When a family is grateful for the care a loved one received, there are no geographical limits.
An amazing example of this is the Elizabeth A. Crary Fund in memory of Thomas H. Crary, held at the Ann Arbor Area Community Foundation. This endowment fund will provide annual support for lung cancer research as well as care for lung cancer patients at Marshfield Clinic. It was established by Elizabeth Crary upon her death, in honor of her brother, Thomas.
Thomas Crary was the son of a professor at the University of Michigan in Ann Arbor. According to Thomas’ sister, Rachel Crary, Thomas lived in the Grand Marsh area south of Wisconsin Rapids, Wisconsin. In 2000, he became ill and was eventually referred to Marshfield Clinic, where he was diagnosed with metastatic adenocarcinoma of the lung, the most common type of lung cancer. He saw William Hocking, M.D., an oncologist/hematologist who Rachel remembered as kind and personable.
“He took all the time needed to answer questions and talk with Tom, and those of us who were also there,” she said. “He was very patient in explaining everything and had a manner when he was talking to you that made you feel you were the only person who mattered.”
Twelve years after seeing Thomas, Dr. Hocking remembers him well.
“He was a soft-spoken man who was previously healthy until he developed lung cancer, which had metastasized widely by the time of his diagnosis,” Dr. Hocking said. “This is a major problem with lung cancer; it is often diagnosed at a late stage when a cure is not possible.”
Tom’s family took turns visiting him, including sister Elizabeth (Beth), who lived in Massachusetts. Tom died of his cancer just six months after his first visit to the Clinic. Ironically, an older sister, Martha, died of the very same cancer four years later, in Philadelphia.
“Beth would have wanted to do something in their memory,” Rachel said. “I think she chose Marshfield Clinic because she had spent time there and was impressed with it. We all thought he was in good hands there.” Elizabeth set up the endowment in Ann Arbor because that is where all the siblings grew up. Even though she lived in Massachusetts, she continued to conduct business transactions in her hometown, Ann Arbor.
Elizabeth Crary, an animal lover, posed with her brother Thomas’ dog, Harriet. Thomas took the dog in after it showed up in his Grand Marsh area yard.
Elizabeth died in 2010, also of cancer. Marshfield Clinic was not aware that the endowment fund had been established until contacted by the Ann Arbor Area Community Foundation in late 2010. Besides Marshfield Clinic, Elizabeth established funds for four other organizations, including a church, two humane societies and a hospital.
With the first annual endowment distribution to arrive in early spring this year, Marshfield Clinic staff has been planning how to best use the funds annually for the benefit of lung cancer patients and their families.
One-half of the distribution will be applied to lung cancer research through the Marshfield Clinic Community Clinical Oncology Program (CCOP), where about 14 percent of the patients participating in clinical cancer trials are lung cancer patients.
“While we have made some recent progress in lung cancer, research in this area has lagged behind some other cancers, and much more needs to be done to reduce the burden of this disease,” Dr. Hocking said. “This is an important area of investigation at Marshfield Clinic.”
The Clinic is one of the centers involved in the National Lung Screening Trial that has demonstrated that lung cancer mortality can be reduced by screening high risk populations with low-dose CT scans.

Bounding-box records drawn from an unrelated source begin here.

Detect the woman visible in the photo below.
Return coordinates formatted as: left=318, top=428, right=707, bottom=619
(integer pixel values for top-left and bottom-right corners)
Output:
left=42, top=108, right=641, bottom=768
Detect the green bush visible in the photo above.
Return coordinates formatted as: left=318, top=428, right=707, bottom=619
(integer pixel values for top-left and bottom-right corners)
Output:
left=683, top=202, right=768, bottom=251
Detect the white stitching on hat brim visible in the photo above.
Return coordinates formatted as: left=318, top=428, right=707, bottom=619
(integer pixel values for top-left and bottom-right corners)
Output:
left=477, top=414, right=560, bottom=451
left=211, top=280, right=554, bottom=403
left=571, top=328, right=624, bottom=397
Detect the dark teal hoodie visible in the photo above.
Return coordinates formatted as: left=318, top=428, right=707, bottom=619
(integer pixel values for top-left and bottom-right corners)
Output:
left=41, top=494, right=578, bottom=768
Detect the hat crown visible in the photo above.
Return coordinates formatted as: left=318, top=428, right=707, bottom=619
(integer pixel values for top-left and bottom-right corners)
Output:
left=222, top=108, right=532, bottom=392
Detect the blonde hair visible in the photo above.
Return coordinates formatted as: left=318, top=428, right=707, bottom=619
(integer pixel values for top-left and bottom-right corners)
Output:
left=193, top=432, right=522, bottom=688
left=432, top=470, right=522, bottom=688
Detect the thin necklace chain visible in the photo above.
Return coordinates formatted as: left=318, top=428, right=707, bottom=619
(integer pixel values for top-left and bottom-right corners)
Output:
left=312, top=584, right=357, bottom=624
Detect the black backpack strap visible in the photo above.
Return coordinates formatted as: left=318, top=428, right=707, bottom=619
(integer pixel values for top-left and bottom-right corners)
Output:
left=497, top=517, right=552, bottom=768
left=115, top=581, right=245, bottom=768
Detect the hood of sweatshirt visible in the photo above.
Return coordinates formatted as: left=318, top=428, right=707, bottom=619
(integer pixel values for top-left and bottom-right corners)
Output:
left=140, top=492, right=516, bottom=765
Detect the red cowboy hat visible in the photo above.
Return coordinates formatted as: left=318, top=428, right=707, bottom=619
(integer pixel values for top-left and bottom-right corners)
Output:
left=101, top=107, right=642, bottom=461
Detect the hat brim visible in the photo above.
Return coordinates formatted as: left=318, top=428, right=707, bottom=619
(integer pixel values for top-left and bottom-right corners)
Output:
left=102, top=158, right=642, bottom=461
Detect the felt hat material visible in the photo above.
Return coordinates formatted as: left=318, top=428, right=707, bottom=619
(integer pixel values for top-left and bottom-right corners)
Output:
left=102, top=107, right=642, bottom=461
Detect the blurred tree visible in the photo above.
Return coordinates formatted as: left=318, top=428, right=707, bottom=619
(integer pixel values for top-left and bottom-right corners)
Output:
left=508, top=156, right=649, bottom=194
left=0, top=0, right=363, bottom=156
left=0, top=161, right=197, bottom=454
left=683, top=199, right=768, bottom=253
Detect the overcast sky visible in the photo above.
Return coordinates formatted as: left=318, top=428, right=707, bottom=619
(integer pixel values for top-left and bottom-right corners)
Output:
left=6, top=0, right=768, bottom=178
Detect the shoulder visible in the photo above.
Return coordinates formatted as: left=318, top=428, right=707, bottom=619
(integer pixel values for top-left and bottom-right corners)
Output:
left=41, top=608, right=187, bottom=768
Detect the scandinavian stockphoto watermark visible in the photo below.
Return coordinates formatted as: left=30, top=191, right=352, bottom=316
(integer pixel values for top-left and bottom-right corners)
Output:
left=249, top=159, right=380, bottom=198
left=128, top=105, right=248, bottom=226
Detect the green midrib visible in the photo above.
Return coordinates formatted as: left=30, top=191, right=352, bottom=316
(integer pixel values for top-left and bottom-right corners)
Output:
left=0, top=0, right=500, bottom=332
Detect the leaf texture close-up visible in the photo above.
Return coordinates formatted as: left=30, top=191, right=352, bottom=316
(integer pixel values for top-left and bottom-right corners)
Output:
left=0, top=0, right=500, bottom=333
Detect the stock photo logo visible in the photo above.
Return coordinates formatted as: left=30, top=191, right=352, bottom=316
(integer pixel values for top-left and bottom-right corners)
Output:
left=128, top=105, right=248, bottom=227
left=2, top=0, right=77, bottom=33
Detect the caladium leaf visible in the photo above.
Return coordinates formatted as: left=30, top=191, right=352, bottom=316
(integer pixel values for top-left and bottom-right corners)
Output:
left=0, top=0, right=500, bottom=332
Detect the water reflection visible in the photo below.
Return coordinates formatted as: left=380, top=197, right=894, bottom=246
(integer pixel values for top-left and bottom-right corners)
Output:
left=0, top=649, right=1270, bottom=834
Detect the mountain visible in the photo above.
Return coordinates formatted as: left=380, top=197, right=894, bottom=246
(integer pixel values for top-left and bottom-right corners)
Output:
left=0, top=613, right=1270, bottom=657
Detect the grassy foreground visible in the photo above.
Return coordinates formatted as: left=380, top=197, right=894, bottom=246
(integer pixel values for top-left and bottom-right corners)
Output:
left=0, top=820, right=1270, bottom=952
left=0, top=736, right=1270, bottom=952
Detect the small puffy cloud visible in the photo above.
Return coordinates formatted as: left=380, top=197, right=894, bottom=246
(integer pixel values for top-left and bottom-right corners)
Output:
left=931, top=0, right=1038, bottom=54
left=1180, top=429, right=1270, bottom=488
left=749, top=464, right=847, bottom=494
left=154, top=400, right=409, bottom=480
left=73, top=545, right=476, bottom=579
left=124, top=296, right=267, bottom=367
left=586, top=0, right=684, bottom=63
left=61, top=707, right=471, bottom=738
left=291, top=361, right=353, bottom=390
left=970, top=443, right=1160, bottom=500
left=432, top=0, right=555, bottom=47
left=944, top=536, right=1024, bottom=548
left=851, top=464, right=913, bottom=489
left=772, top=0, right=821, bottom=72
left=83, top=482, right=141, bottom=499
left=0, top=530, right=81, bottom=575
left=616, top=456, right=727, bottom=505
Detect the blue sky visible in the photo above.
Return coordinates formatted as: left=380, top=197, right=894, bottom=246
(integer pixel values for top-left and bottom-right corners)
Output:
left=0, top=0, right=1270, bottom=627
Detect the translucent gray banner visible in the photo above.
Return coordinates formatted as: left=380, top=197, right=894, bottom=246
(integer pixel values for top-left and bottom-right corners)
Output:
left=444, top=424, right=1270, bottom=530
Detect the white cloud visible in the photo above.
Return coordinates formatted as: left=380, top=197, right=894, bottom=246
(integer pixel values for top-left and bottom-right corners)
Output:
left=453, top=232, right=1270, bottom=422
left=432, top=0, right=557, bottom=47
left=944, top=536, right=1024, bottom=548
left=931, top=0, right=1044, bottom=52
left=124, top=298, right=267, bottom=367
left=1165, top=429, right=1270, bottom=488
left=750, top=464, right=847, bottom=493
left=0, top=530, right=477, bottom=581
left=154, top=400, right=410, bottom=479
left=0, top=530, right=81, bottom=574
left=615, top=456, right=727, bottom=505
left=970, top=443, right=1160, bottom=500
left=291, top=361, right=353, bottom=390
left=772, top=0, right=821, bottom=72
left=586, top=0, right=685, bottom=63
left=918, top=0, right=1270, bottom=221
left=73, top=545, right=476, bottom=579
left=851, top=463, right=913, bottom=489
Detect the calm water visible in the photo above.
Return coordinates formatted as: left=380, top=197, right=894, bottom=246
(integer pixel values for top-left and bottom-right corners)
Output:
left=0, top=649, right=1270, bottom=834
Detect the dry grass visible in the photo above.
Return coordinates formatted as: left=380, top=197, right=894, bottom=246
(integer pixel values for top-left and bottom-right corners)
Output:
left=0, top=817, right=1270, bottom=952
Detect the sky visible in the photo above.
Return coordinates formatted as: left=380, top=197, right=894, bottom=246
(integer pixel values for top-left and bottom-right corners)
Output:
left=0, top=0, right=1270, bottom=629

“The Crary Fund will help us to continue working in this area, and will have a major impact on patients in our region,” Dr. Hocking said. “These funds will aid us in providing the best possible care for patients with lung cancer as well as supporting further research directed at reducing the suffering caused by this disease.”
The other half of the endowment distribution, for lung cancer patient care, will be used initially for smoking prevention and cessation programs, lung cancer survivorship care through the Clinic’s WINGS program, and a possible annual lung cancer educational symposium for health care workers, lung cancer patients and their caregivers.